There are five basic steps to performing recognition. Each step
will be explained briefly here and in more detail later in this
document.
First, we digitize the speech that we want to recognize; for
telephone speech the sampling rate is 8000 samples per second.
Second, features that represent the spectral-domain content of the
speech (regions of strong energy at particular frequencies) are
computed. These features are computed every 10 msec, with one
10-msec section being called a frame.
Third, a multi-layer perceptron (MLP, or neural network) is used
to classify a set of these features into phonetic-based categories
at each frame.
Fourth, a Viterbi search is used to match the neural-network scores
to the target words (words that may be contained in the input
speech) to determine the word that was most likely uttered.

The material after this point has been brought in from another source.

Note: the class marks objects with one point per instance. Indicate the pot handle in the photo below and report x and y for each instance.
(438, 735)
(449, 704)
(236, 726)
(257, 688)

Fifth, wordspotting is done and the confidence we have in the
top-scoring word is measured. The word is accepted if the confidence
is sufficiently high.
Now we'll go into a bit more detail.
The digitized waveform is converted into a spectral-domain
representation, and cepstral-mean-subtraction is done to remove
some of the effects of noise. Twelve mel-frequency cepstral
coefficients (MFCC coefficients) are computed, and then twelve
delta features that indicate the degree of change occuring at
this frame are also computed. The last features are energy and delta
energy, for a total of 12 + 12 + 2 = 26 features per frame.
We then would like to classify each frame into phonetic-based
categories, but before we do that we take a context window.

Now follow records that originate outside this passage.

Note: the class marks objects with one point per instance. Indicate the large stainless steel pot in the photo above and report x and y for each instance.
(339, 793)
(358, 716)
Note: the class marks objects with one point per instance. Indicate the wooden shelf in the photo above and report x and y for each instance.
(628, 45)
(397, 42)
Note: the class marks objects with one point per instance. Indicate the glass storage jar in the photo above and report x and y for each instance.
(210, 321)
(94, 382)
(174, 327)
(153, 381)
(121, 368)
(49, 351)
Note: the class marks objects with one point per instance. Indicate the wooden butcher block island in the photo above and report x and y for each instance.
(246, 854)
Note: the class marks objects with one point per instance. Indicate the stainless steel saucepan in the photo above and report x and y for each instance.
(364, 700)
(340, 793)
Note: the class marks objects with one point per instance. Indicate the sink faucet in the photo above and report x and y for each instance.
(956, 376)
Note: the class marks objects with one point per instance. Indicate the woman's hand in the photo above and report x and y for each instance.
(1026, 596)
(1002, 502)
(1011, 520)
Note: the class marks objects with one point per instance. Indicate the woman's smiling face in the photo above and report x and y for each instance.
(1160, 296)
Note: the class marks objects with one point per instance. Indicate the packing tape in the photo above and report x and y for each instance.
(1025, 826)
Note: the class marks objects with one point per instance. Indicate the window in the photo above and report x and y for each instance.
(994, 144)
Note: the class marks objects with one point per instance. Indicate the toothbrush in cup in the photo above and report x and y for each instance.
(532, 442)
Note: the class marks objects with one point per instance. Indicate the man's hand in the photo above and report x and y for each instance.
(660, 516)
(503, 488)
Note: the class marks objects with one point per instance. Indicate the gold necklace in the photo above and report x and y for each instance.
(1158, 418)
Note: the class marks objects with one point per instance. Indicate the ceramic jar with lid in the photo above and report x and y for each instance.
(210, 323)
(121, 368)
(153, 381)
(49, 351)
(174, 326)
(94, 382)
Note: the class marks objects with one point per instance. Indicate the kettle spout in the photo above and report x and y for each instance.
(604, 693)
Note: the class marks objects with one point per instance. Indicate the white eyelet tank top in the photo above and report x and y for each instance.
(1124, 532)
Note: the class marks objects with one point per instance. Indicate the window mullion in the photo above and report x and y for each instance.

This means simply taking the frame of interest as well as frames
that are -60, -30, 30, and 60 msec away from the frame of interest.
This is done to take into consideration the dynamic nature of
speech: the identity of a phoneme will often depend not only on
the spectral features at one point in time, but it will also
depend on how the features change over time.
We then send the features in a context window to a neural network
for classification. The output of the neural network is a
classification of the input frame, measured in terms of the
probabilities of phoneme-based categories. By sending context
windows for all frames of speech to the neural network, we can
build a matrix of the probabilities of phoneme-based categories
over time. In this example of neural-network output, the word to be
recognized is two, and the darker regions in the t, t<u,
and u categories indicate the greater probabilities of those classes
at the indicated times.
The target words are then combined with the grammar (if any)
to produce a list of legal strings of categories. A Viterbi
search is used to find the best path through the matrix of
probabilities for each legal string. The string with the greatest
probability is the output of the Viterbi search.
After checking the confidence that this best-scoring word
or phrase is actually what was spoken, we output this word or
phrase.
So what categories should we have the neural network classify?
The obvious choice is one phoneme per category, so a word such as
"yes" would have three cateogries: /y/, /E/, and /s/. Early recognizers
were built in this way, but it was found that phonemes have such
a great influence on neighboring phonemes that the /E/ that follows
a /s/ may look different from the /E/ that follows, say, a /b/.
In order to account for these coarticulatory effects, the current
strategy is to split each phoneme into one, two, or three parts,
depending on how much that phoneme will be influenced by surrounding
phonemes. The phoneme /E/, for example, can be influenced by the
phonemes on both the right and left side, but it can also be long
enough in duration that the middle part is not much influenced by
surrounding phonemes. As a result, we split /E/ into three parts.
If we were to model every phoneme in the left and right contexts
of every other phoneme, there would be on the order of 5000 different
categories we need to classify. In order to simplify this situation,
we group categories that are similar into one of eight broad
contexts. For example, /y/ is spectrally similar to a front vowel,
and so it is assigned (along with other front vowels such as /iy/ and
/ih/) to the broad context "$front". The phoneme /s/ is a fricative,
and so it is assigned, along with /f/ and /sh/ to the broad context
"$fric". The dollar-sign notation is used when we are referring to
a broad context instead of a single phoneme. So, our model for the
/E/ in "yes" then becomes $front<E (/E/ in the context of a
preceding front vowel), <E> (/E/ in the middle with no contextual
effects), and E>$fric (/E/ in the context of a following fricative).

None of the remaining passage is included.